白い音色





 ―――ベンッベンッ

 まるで今の時代を感じさせるような、弦を弾く音が聴こえた。
 今日あれほど騒がれたあの声は今やどこへやら・・・スッカリと静寂に支配されてしまった。
 しかし何故かそれは、俺にとっては都合の良い。何故なのかは分からないのだが・・・。

 ―――ベンッベンッ

 再び弦が震え奏でる調べが流れた。それは誰かを呼んでいるのだろうか・・・?
 暗闇に包まれたこの空間で、弦は悲しそうに声を上げた。

 覗いてやろうと襖を1センチほど開けると微かにニコチンの臭いがし、俺は思わず顔をしかめた。
 しかし覗いた部屋には明かりが点いておらず、次は眉間にしわを寄せた。



 何故だ?



 「拙者は退殿が訪れる事を待っていた・・・。」
 「・・・・・・。」



 ―――ベンッベンッ

 この時代を感じさせるメロディは部屋中に響き、しかし俺の耳には届かない。
 何故・・・敵である奴は俺を出迎えるのか?理由さえ見当たらないものだった。

 ただ一つ俺に分かった事がある。
 河上万斉、それが俺の敵である。いや、これは『分かった事』ではなく『分かっている事』なのだが。



 「いつからここにいると分かっていた?」
 「答えを出す間でも無いでござろう?」
 「!?」



 河上は俺が再度口を開こうとした瞬間、鋭い『風』が俺を襲った。
 未だ暗闇に慣れていない目では判断し難く、避ける前に胸に強い衝動が伝わる。
 どこから取り出したのか、河上はギラリと怪しく光る刀を手にし
 俺の喉元に、器用に数ミリ離したところで寸止めした。

 そうだ、敵同士なのだからこのような行為をされても不思議でないだろう・・・。
 河上が身につけているサングラスの奥の瞳は大体予想は付いた。
 笑っている・・・と思えば俺の背筋は凍り、額に冷や汗を掻くものだ。



 「万斉・・・今俺を殺すんだったら、どうしてあの時は助けた?」
 「言ったはずでござろう。」



 河上はフッと口の端を上げ笑う。それは「待っていました」と言わんばかりの笑み・・・。

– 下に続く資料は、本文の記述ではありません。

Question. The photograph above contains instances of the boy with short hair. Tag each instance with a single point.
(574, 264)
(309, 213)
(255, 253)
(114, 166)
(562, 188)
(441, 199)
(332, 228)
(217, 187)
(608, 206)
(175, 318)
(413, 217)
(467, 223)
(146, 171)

 「拙者は・・・退殿の姿が奏でる不思議な調べを聴いていたいだけ・・・。」
 「なっ・・・!」



 解かれる黒い鎖は逃げていく・・・。
 このようなことがあるのであれば、いっそそれで殺してほしいものだ。俺はそう思う。
 分かってしまった、だがその答えを返す気など・・・。

 河上は刀を鞘に納め、背を向けた。
 今や身も自由になったはずの俺の体は動かない、まるで金縛りにでも遭ったかのように・・・。



 「退殿。」
 「・・・・・・。」
 「今日の聖夜は・・・拙者と過ごさないでござらぬか?」























 嗚呼・・・嗚呼・・・俺は知ってしまった・・・。
 この人は・・・俺に恋してしまったのだ・・・。